In an earlier post, I shared some pics from our trip to Lindsborg, Kansas. While there, we also toured a flour mill built in 1898 that, for a couple of days each year, is cleaned up and turned on! Amazing.
Below is an advertisement from The Lindsborg News-Record of the Old Mill announcing their annual event, Millfest.
They even dressed the part and gave us a fabulous tour of their mill.
It was especially exciting touring this mill because for the most part, it’s a carbon copy (well, inside at least) of my J.C. Barron Flour Mill, located in Oakesdale, Washington.
I purchased the mill from Joe Barron with the promise to do my best to preserve his history and its legacy. He was a third-generation miller. (We met and worked together while I was working on my organic backpacking food line.) My mill was moved by rail car to its current location from Pennsylvania in 1906 by Joseph’s grandfather, but was built around the same time as the Smoky Valley Roller Mill, 1889.
The main difference between our two historic monuments (both are registered on the National Registry of Historic Places) is the outside of mine was built with wood, and theirs with brick. The brick has helped immensely to preserve their mill.
The outside of the mill in Kansas.
My mill, made out of wood, in Oakesdale, Washington.
Inside of the mill in Kansas. All shined up and rollin’!
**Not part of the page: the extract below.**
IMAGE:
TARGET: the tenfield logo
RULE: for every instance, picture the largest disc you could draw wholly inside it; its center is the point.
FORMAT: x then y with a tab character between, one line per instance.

Inside the J.C. Barron Flour Mill.
July 20, 2013, we are going to celebrate the lasting legacy of the J.C. Barron Flour Mill at Old Mill Days in Oakesdale. There will be a parade, run, food, games, vendors, music, crafts, and a beer garden. And the fun doesn’t stop there! You’ll have loads of fun attending the street show, participating in the landmark tours, showing off your car or tractor at the car and tractor show, and sinkin’ hoops at the Masonic Hall 3-on-3 basketball tournament.